Before you threaten to bury me in the Vegas desert, consider the scope of what Scorsese has achieved here: working far outside “the neighborhood” (or, as the mobsters refer to it here, “back home”), Scorsese has shaped a real life tragedy that is every bit William Shakespeare as it is Nicholas Pileggi.
Consider how Rothstein, with his grand plans and reaches for power, family and respectability, is a King Lear to Ginger’s obviously unraveling Lady Macbeth. Picture how Pesci, despite what critics said in 1995, is not repeating himself but actually portraying an uncontrollable monster even scarier than his unhinged Oscar winning turn as Tommy DeVito.
“Goodfellas” portrays the passing of time on a cluster of family-oriented criminals, whereas “Casino” is about this as well but also how the climate, and not just the moral malaise, catches up to men and women who think they will never have to pay for their sins.
This being Scorsese, the use of the Biblical term isn’t out of the question, as this, as much as “Goodfellas,” “Mean Streets,” “The Departed,” “Who’s That Knocking at My Door” and several Scorsese works not in the crime genre, are exploration of the wages of sin.
The characters of “Casino” and other Scorsese films portraying criminal behavior may be shocking but make no mistake, they exist in a moral universe and pay for their excesses.

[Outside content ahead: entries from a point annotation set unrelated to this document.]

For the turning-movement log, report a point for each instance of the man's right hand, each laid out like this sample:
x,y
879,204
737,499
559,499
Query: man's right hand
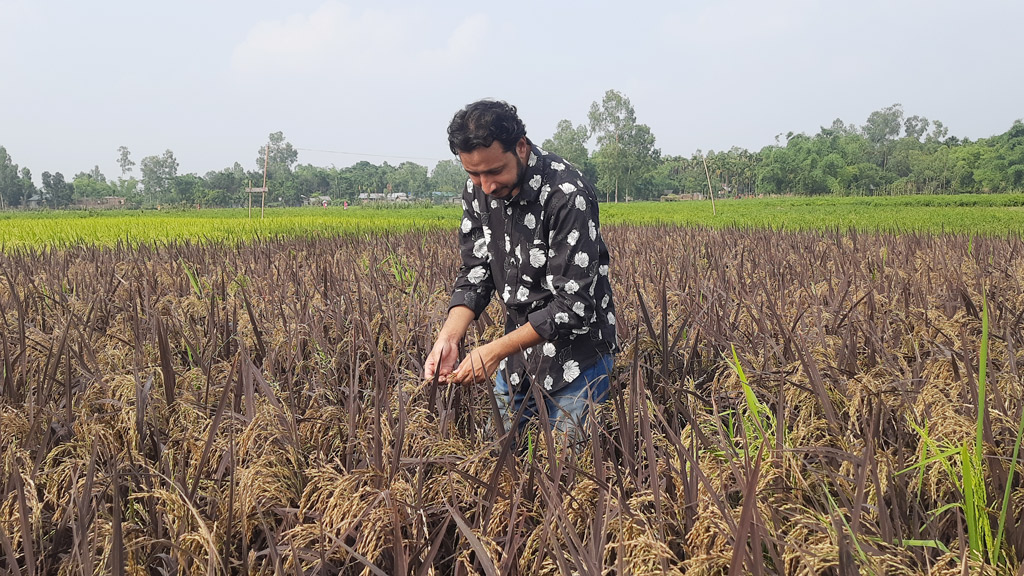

“Casino” was a bit much for audiences in 1995 and is still an overwhelming experience (watching Rothstein save his daughter yet again from her out of control mother is as grueling as seeing a rival gangster have his head in a vice).
Scorsese doesn’t flinch from any of this, as Pileggi changes the names but basically re-tells this dark piece of history how it actually happened. Its power is showing us that no one is above falling from a great height, as anyone willing to bet their soul in pursuit of moral compromise will eventually lose everything they have.